How do I unencrypt an encrypted EBS volume in Linux?
Last updated: 2022-07-20
I want to unencrypt an Amazon Elastic Block Store (Amazon EBS) volume in Linux that was encrypted using a default AWS Key Management Service (AWS KMS) key or a custom KMS key. How do I do this?
You can copy an encrypted volume to a new, unencrypted volume using a temporary Amazon Elastic Compute Cloud (Amazon EC2) Linux instance. You can then attach the unencrypted volume to your original instance.
Note: The following resolution uses a root volume as an example. You can also perform these steps on a secondary volume.
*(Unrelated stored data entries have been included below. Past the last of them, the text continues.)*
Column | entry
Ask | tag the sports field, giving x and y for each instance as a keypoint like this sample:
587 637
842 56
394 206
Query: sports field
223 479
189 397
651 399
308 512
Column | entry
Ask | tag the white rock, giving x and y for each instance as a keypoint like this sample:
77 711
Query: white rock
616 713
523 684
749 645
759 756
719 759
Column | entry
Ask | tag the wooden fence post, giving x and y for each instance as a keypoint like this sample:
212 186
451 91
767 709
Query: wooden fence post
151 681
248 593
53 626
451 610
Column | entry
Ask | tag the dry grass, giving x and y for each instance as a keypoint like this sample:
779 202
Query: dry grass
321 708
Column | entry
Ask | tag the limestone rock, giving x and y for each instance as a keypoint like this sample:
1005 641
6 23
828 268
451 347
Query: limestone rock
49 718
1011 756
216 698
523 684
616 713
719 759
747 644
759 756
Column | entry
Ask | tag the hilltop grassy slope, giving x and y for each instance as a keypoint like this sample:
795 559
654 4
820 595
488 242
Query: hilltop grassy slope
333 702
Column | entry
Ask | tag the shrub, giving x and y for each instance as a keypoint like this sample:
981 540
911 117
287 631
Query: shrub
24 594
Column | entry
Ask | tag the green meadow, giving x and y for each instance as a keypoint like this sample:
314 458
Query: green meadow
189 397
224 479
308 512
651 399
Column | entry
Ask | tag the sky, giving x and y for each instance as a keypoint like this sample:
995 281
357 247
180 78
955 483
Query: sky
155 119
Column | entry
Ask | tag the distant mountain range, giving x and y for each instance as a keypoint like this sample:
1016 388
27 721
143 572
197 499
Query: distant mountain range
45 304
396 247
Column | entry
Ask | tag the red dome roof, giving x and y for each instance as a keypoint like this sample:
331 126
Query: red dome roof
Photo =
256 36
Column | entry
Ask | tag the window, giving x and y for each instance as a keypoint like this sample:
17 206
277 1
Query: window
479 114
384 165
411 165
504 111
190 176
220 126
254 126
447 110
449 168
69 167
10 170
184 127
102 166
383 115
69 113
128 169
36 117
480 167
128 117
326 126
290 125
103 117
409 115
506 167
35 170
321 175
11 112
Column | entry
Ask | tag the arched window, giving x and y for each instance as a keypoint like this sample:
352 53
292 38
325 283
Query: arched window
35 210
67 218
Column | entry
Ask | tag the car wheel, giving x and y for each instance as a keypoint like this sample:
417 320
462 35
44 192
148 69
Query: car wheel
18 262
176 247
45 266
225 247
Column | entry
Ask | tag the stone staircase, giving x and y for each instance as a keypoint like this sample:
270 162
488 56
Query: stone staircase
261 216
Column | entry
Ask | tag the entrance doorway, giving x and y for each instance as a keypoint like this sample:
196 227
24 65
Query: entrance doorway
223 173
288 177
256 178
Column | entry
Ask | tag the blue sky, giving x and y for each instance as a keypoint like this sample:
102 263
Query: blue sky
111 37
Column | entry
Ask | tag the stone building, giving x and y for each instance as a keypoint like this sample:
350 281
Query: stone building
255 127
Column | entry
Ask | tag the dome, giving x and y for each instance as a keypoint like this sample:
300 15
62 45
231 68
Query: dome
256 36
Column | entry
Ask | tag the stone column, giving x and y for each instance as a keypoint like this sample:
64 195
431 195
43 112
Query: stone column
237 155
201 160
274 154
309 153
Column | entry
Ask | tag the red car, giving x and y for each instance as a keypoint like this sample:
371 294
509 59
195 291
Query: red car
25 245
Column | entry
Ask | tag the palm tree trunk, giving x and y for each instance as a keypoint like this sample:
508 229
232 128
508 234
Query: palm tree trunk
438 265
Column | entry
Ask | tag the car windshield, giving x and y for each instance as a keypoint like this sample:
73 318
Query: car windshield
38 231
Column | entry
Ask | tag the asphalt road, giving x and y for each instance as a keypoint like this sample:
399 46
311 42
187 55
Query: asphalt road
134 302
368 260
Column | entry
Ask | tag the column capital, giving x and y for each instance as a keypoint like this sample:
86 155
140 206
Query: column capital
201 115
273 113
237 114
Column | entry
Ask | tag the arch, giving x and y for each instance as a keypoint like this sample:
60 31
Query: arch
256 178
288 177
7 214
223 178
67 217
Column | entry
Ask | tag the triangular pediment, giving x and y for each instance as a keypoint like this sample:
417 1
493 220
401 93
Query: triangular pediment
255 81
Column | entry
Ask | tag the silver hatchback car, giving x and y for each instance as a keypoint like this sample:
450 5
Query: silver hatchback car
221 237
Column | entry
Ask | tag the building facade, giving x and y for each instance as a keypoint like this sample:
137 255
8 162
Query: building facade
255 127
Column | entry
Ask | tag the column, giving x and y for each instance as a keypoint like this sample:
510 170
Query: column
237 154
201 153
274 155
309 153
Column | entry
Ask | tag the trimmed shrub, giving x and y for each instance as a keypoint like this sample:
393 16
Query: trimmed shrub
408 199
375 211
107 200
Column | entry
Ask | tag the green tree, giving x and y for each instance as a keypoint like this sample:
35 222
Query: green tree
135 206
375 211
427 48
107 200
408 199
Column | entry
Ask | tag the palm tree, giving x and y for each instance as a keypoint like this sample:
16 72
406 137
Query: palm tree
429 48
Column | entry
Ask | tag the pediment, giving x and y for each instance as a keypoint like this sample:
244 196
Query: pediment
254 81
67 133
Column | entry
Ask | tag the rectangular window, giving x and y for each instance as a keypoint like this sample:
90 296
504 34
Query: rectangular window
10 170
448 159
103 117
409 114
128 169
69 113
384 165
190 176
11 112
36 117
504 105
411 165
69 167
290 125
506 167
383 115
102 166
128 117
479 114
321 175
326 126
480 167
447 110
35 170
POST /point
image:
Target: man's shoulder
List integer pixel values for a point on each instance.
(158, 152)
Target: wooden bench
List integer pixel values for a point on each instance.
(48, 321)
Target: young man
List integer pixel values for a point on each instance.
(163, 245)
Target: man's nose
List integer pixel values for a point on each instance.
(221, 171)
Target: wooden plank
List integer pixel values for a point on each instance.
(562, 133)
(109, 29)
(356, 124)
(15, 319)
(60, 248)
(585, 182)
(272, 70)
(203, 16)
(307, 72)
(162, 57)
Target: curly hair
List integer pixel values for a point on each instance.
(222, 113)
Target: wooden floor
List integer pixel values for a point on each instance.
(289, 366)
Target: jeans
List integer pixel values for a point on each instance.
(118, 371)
1. Create a snapshot of the encrypted root volume, or create an AMI of the instance with the encrypted volume. Use snapshots and AMIs to provide backups for your resources before performing any major tasks.
2. Open the Amazon EC2 console.
4. In the Description tab, under Root device, choose the root volume. Then, choose the EBS ID. Note your root device's name.
Note: The root device differs by AMI. For example, Amazon Linux 1 and 2 use /dev/xvda. Other distributions, such as Ubuntu 14, 16, 18, CentOS7, and RHEL 7.5, use /dev/sda1.
5. Choose Actions, Detach Volume, and then choose Yes, Detach. Note the Availability Zone.
6. Launch a rescue instance with a similar OS and in the same Availability Zone as the original instance.
7. After the rescue instance launches, choose Volumes from the navigation pane. Then, select the detached, encrypted root volume.
8. Choose Actions, Attach Volume.
9. Choose the rescue instance ID ( id-xxxx), and attach the encrypted volume at /dev/xvdf or /dev/sdf.
10. Create a new, unencrypted volume in the same Availability Zone as the original, encrypted volume.
Important: To avoid data loss, confirm that your new volume size is larger than the size of the encrypted volume.
11. Attach the new, unencrypted volume to the rescue instance as /dev/xvdg or /dev/sdg.
12. Connect to the rescue instance and confirm the presence of the root device and both attached volumes using the lsblk command.
$lsblk NAME MAJ:MIN RM SIZE RO TYPE MOUNTPOINT xvda 202:0 0 8G 0 disk └─xvda1 202:1 0 8G 0 part / xvdf 202:80 0 8G 0 disk └─xvdf1 202:81 0 8G 0 part xvdg 202:96 0 8G 0 disk
13. As sudoer/root, use the dd command to move the data from the original, encrypted volume (input file is /dev/xvdf) to the new, unencrypted volume (output file is /dev/xvdg).
#dd if=/dev/xvdf of=/dev/xvdg bs=4096 status=progress
Note: The data transfer time varies depending on the size and type of the volume and instance.
14. Detach the new, unencrypted volume ( /dev/xvdg) from the rescue instance. Then, attach it to the original instance as /dev/xvda or /dev/sda1.
15. Connect to the original instance to confirm that the instance reads the new, unencrypted (copied) root volume.
16. To be sure that the root volume is now unencrypted, select the original instance in the Amazon EC2 console, and then view the volume’s properties.
Note: You might need to reboot or stop and start the instance to register the partition changes to the kernel.
17. Repeat the process for any other encrypted volumes on the original instance to create "cloned" volumes that are unencrypted.
18. Shut down the rescue instance after you confirm that the new, unencrypted volumes are working properly.